Adware: o intruso silencioso que lota sua tela de anúncios e pode abrir portas para ameaças maiores

Você já abriu o navegador e se deparou com uma página inicial que nunca escolheu? Ou começou a receber uma chuva de pop-ups dizendo que seu PC está “infectado” e precisa de uma solução urgente? Isso tem cheiro de adware.

Adware é como aquele aplicativo inconveniente que não foi convidado para a festa, mas decidiu morar no seu dispositivo. Ele sobrecarrega o hardware, consome dados, reduz desempenho e, em cenários mais críticos, pode servir de ponte para ataques mais sérios.

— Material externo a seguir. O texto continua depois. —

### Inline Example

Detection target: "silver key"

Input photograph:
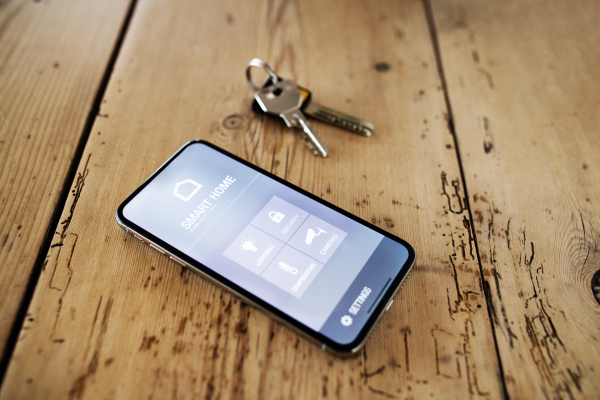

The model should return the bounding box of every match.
[254,80,327,157]
[304,101,375,137]
[246,58,327,158]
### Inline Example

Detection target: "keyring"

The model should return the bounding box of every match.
[246,58,279,92]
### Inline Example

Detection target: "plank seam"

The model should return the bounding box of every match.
[423,0,510,400]
[0,0,138,390]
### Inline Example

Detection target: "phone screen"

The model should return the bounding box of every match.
[117,141,415,352]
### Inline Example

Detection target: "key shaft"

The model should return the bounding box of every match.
[303,101,375,137]
[254,80,327,158]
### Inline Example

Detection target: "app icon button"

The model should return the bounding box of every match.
[341,315,352,326]
[250,196,308,242]
[173,179,202,202]
[260,246,323,299]
[269,211,285,224]
[240,239,258,252]
[279,261,298,275]
[287,215,347,263]
[304,227,327,244]
[223,225,283,275]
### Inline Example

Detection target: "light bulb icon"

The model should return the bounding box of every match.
[240,239,258,253]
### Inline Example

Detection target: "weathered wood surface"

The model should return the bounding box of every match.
[0,0,502,399]
[0,0,128,360]
[433,0,600,399]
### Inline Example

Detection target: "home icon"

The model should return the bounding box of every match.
[173,179,202,201]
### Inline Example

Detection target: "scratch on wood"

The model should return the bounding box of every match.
[367,386,397,399]
[401,327,411,374]
[69,298,114,400]
[477,67,495,89]
[360,365,385,382]
[441,171,467,214]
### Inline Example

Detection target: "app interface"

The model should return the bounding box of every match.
[123,143,408,344]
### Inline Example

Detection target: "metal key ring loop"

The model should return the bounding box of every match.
[246,58,279,92]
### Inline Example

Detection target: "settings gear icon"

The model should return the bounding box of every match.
[342,315,352,326]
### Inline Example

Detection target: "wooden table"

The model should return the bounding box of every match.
[0,0,600,400]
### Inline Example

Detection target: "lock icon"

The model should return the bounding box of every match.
[269,211,285,224]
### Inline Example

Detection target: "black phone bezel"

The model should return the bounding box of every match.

O termo vem de “advertising-supported software”, ou seja, software sustentado por anúncios. Na teoria, não é algo ilegal: muitos programas gratuitos exibem publicidade como modelo de negócio. O problema começa quando a instalação acontece sem consentimento claro ou quando o software força cliques, altera configurações e coleta dados sem autorização.

Nem todo adware é malware. Em segurança digital, ele costuma ser classificado como PUP (programa potencialmente indesejado). Mas quando passa a monitorar sua navegação, vender dados ou modificar o sistema de forma abusiva, aí cruza a linha e entra no território do malware.

A forma mais comum de infecção é o famoso “bundling”, o download em pacote. Você instala um programa gratuito, clica em “Avançar” sem ler e, junto, vêm barras de ferramentas, extensões e plugins que ninguém pediu. Também é comum pegar adware ao acessar sites maliciosos, clicar em alertas falsos de vírus ou instalar aplicativos fora das lojas oficiais — especialmente no Android.

Os sinais são bem claros para quem presta atenção: anúncios surgindo em locais incomuns, navegador abrindo com um buscador estranho, lentidão fora do normal, superaquecimento do aparelho e extensões desconhecidas aparecendo do nada.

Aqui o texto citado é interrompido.